Do we want a Gladiator School prison in Lowndes County?

Remember FBI investigating CCA “Gladiator School”, the CCA-run private prison in Idaho the FBI was investigating last year? Well, it hasn’t improved much. Cutting corners for private profit endangers prisoner safety and public safety. Is that what we want in Lowndes County, Georgia?

The same reporter, Rebecca Boone, wrote again for AP Sunday, almost a year later, CCA-run prison remains Idaho’s most violent lockup

BOISE, Idaho (AP) — In the last four years, Idaho’s largest privately run prison has faced federal lawsuits, widespread public scrutiny, increased state oversight, changes in upper management and even an ongoing FBI investigation.

Yet the Corrections Corp. of America-run Idaho Correctional Center remains the most violent lockup in Idaho.

Records obtained by The Associated Press show that while the assault rate improved somewhat in the four-year period examined, ICC inmates are still more than twice as likely to be assaulted as those at other Idaho prisons.

Between September 2007 and September 2008, both ICC and the state-run Idaho State Correctional Institution were medium-security prisons with roughly 1,500 inmates each. But during that 12-month span, ICC had 132 inmate-on-inmate assaults, compared to just 42 at ISCI. In 2008, ICC had more assaults than all other Idaho prisons combined.

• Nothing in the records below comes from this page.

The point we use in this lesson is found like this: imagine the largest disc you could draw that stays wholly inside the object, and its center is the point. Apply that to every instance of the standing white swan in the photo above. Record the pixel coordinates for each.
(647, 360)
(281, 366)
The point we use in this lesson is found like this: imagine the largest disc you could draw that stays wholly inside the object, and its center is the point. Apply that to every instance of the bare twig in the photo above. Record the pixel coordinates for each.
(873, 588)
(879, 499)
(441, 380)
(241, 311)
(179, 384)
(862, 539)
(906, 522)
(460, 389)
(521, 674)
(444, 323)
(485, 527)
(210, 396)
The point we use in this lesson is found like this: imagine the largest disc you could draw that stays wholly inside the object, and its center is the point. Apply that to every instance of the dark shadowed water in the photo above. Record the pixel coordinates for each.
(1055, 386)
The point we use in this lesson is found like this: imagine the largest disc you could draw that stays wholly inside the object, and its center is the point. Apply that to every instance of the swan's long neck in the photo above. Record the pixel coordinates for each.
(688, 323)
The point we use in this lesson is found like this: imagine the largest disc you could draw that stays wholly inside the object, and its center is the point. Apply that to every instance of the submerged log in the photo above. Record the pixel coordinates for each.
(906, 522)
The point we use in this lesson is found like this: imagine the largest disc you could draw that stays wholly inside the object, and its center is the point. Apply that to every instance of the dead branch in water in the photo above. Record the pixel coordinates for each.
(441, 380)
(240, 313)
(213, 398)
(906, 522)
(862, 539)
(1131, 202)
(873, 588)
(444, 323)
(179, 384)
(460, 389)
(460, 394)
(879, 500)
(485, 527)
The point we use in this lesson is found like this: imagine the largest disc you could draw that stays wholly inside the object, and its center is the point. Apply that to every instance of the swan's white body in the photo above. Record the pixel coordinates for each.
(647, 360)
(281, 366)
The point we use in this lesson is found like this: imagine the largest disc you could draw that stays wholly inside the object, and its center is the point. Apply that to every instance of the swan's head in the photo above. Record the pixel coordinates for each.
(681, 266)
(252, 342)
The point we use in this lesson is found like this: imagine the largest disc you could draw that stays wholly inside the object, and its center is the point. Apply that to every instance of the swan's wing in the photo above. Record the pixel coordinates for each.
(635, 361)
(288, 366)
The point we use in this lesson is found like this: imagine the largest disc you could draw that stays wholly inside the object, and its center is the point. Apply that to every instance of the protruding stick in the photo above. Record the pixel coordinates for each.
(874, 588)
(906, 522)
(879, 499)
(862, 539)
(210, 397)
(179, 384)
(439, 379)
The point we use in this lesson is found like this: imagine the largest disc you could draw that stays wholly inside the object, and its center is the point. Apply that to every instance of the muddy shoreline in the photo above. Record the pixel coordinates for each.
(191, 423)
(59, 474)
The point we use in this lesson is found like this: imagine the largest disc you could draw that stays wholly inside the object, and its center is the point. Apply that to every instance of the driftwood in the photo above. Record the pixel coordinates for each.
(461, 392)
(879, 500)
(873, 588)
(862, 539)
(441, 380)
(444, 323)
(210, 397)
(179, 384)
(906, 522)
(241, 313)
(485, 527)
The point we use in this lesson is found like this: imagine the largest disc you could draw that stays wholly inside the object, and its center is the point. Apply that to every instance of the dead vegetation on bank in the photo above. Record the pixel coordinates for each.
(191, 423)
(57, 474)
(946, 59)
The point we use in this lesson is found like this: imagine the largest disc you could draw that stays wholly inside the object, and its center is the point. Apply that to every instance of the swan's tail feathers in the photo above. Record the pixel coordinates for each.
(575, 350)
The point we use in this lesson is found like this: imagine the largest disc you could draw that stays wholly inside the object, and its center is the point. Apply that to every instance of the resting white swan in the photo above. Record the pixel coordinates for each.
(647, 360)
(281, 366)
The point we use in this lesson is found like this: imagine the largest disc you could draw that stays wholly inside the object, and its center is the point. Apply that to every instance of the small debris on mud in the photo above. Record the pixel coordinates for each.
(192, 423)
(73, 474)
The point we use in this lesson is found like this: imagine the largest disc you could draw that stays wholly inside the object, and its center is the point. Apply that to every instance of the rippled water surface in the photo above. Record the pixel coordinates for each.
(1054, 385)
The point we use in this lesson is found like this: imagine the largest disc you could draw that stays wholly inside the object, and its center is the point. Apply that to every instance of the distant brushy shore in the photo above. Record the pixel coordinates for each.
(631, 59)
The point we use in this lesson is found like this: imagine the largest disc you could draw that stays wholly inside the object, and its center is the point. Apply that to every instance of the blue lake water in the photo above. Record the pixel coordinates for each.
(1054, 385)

By 2010, both prisons had grown with 2,080 inmates at ICC and 1,688 inmates at ISCI. Records collected by the AP showed that there were 118 inmate-on-inmate assaults at ICC compared to 38 at ISCI. And again last year, ICC had more assaults than all the other prisons combined.

What improvement there has been is because multiple inmates filed lawsuits.

Even so, Idaho renewed and even increased its contract with CCA. With one small improvement:

Cluney said the state’s new contract with CCA, which went into effect in 2009, really helped the Idaho Department of Correction by requiring that CCA follow more IDOC policies. That gave IDOC authority to more closely monitor events at the lockup.
If the state has to do the work for the private prison company, what advantage is there to the taxpaying public in privatizing prisons? I don’t mean the profit advantage to the private prison executives and shareholders; I mean what advantage is there for the taxpayers who are footing the bill?

Remember how the VDT hasn’t gotten hardly anything out of Valdosta State Prison about inmate violence in years of trying? Now imagine how much harder that would be for a private prison that didn’t have to follow any state or federal open records or FOIA laws.

That Idaho “Gladiator School” contractor is the same CCA that wants to build a private prison in Lowndes County, Georgia. The Industrial Authority refers to it as Project Excel, and has been promoting it since at least March 2010. That was, by the way, five months before the VDT let the cat out of the bag in August 2010 as to what Project Excel was.

We don’t need a private prison in Lowndes County, Georgia, compromising public safety, doing nothing to reduce unemployment, and renting out prisoners to compete with private labor. Spend those tax dollars on rehabilitation and education instead.